Comment by joe_the_user
2 months ago
Just from memory when the scheme came up in earlier discussion.
The system is essentially scanning for the signature for some known set of images of abuse so that it aims to capture abusers who would naively keep just these images on their machines. (It can't determine if a new image is abusive, notably).
It's conceivable some number of (foolish and abusive) people will be caught this way and those favoring a long dragnet for this stuff will be happy. But this opens the possibility that a hacker could upload an image to an innocent person's computer and get that person arrested. Those favoring the long dragnet will naturally say the ends justify the means and you can't make an omelet without cracking a few eggs. Oh, "think of the children".
Edit: Also worth adding that once a company is scanning user content to try to decide if the user is bad, it makes it that much easier to scan all kind of content in all kind of ways for all kinds of reasons. "for the good", naturally.
That was the CSAM thing that they have announced they gave up on.
This is totally different.
Are you sure? Publicly yeah, but the same technology can easily be used for the same purpose.
Only in a very broad sense that they use HE to prevent the server from seeing what happened.
The CSAM tech detected matches against particular photos captured by law enforcement, and provided external evidence of the match (e.g. enough positive matches reconstructed a private key). It was not meant to do topical matches (e.g. arbitrary child in a bathtub), and had some protections to make it significantly harder to manufacture false positives, e.g. noise manipulated in kitten photos to cause them to meet the threshold to match some known image in the dataset.
This gives a statistical likelihood of matching a cropped image of a landmark-like object against known landmarks, based on sets of photos of each landmark (like "this is probably the Eiffel Tower"), and that likelihood is only able to be seen by the phone. There's also significantly less risk about around abuse prevention (someone making a kitten photo come up as 'The Great Wall of China')

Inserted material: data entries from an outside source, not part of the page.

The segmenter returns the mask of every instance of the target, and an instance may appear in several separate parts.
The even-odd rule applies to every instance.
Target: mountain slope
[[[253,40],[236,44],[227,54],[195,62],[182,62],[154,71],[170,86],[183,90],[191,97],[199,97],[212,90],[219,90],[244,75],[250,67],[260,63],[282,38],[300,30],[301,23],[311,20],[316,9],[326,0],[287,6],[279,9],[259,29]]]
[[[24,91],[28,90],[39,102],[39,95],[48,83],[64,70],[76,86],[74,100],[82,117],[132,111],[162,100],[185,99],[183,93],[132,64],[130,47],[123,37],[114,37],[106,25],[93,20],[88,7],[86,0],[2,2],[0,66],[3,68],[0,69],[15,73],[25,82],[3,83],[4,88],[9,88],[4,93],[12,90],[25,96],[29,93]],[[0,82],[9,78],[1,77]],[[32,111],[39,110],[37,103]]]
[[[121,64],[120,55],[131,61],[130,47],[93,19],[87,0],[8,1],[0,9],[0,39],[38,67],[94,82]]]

As pointed out in a sibling comment, the result set is also encrypted, so matches with abuse images, even if there are some in Apple's POI database, can't be used to implement the scheme as you suggest.
>The system is essentially scanning for the signature for some known set of images of abuse
Huh? The system is scanning for landmarks, not images of abuse.
>people will be caught this way
Due to the homomorphic encryption, I don't think Apple even knows whether the image matches a landmark in Apple's server database or not. So even if Apple put some images of abuse into its server database (which Apple claims only contains pictures of landmarks), I don't think Apple would know whether there was a match or not.
Does Apple explicitly say that?
Or only that they don’t know which landmark it matched?
Fundamentally, vector search like this doesn't have a concept of something "matching" or "not matching". It's just a cosine similarity value. To determine if an image "matches", you have to check if that similarity is within some given threshold. If the results of the cosine similarity operation are encrypted (they are with HE), that wouldn't be possible to determine.
The bigger privacy risk would be that the device routes the request to a specific database shard based on whichever has a center-point closest to the image embedding on the device. They take steps to protect this information such as third-party proxying to hide user IP addresses, as well as having devices send fake requests so that the server cannot tell which are real user data and which are fake data.